Osnabrück. International renommierte Klangkünstler, Performanceteams und DJs gestalteten in diesem Jahr die Partynacht des European Media Art Festivals.

Es ist dunkel. Pumpende Beats dringen durch dichte Nebelschwaden. Die Crowd vor der Bühne tanzt. Ekstatischer agiert der Mann hinter seinen Synthesizern, der für die elektronischen Klänge verantwortlich zeichnet. Es ist Colin Benders, der vom EMAF zur „Night Shift“, der Musik- und Party-Abteilung des Festivals, eingeladen wurde. Er ist einer von drei Solo-Tüftlern der internationalen Elektronikszene, der die EMAF-Nachtschwärmer im Derby-Saal zusammen mit einem vierköpfigen Performanceteam und zwei DJs aus der Reserve lockt.

Tanzattacke aus dem Dunkeln

Obwohl es beim EMAF eigentlich üblich ist, dass die Klangwelten auf artifizielle oder besonders effektive Weise illuminiert werden, stehen diesmal zwei Act buchstäblich im Dunklen: Colin Benders sowie Danny Wolfers alias Legowelt. Besonders bei Benders, der auch unter dem Künstlernamen Kyteman bekannt ist, ist das schade, denn so sieht man kaum die beiden Modular-Synthesizer, mit denen er seine fantastischen Analog-Sounds live generiert.
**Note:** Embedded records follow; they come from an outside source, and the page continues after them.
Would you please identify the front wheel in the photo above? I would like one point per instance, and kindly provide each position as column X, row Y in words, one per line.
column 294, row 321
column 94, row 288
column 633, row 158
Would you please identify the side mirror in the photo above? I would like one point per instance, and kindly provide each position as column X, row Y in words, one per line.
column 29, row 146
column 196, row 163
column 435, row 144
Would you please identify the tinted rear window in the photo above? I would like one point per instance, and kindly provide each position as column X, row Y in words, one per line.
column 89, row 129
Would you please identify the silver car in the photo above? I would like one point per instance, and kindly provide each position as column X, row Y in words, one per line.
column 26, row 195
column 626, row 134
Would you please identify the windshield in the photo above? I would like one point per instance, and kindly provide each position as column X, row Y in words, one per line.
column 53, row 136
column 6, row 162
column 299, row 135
Verschrobene Beats sind das, die sich zum mitreißenden Vierviertelrhythmus formen, derweil die Klangstrukturen fern vom Mainstream wabern, sich überlagern und mit Störgeräuschen zur Tanzattacke mutieren.
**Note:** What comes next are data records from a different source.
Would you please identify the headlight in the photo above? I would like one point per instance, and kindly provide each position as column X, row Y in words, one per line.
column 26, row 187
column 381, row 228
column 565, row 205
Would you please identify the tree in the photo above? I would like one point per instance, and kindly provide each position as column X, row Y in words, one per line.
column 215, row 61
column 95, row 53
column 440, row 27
Skurriles Entré für die Party-People

Nicht weniger Nebelalarm herrschte bei Robert Lippok, der die Nachtschicht eröffnete. Die Klicks, die seine ausgefeilte Klangarchitektur strukturierten, wurden von abstrakten Bildern auf einer Leinwand illustriert. Derweil wurde die moderne Bauarchitektur im Foyer der Osnabrückhalle von einer riesigen virtuellen Kulisse auf einer Leinwand kontrastiert. Ein niederländisches Team hatte hier das interaktive Computerspiel „Evil Weblord II“ installiert. Jeweils vier reale Spieler winkten, hopsten und stachen Löcher in die Luft, um das Internet vor der Zerstörung zu retten. Ein skurriles Entré für die Party-People, die gerade die Location enterten.

Foto: Michael Gründel

Bis zum frühen Morgen auf die Ohren

Aufwändige Visuals mit beweglichen Leuchtquadern begleiteten die Show des vierköpfigen Teams Magnetic & Coders. Während rechts und links von der Leinwand die geometrischen Würfel Positionen und Gestaltung wechselten, waberten dazwischen organisch wirkende Zellstrukturen – offenbar ein gewollter Kontrast.

Wieder im Dunklen rief schließlich der Niederländer Danny Wolfers alias Legowelt seine eher im gehobenen Mainstream angesiedelte elektronische Tanzmusik ab, bevor Serum und Mario Schoo als DJs in Aktion traten – bis in den frühen Morgen.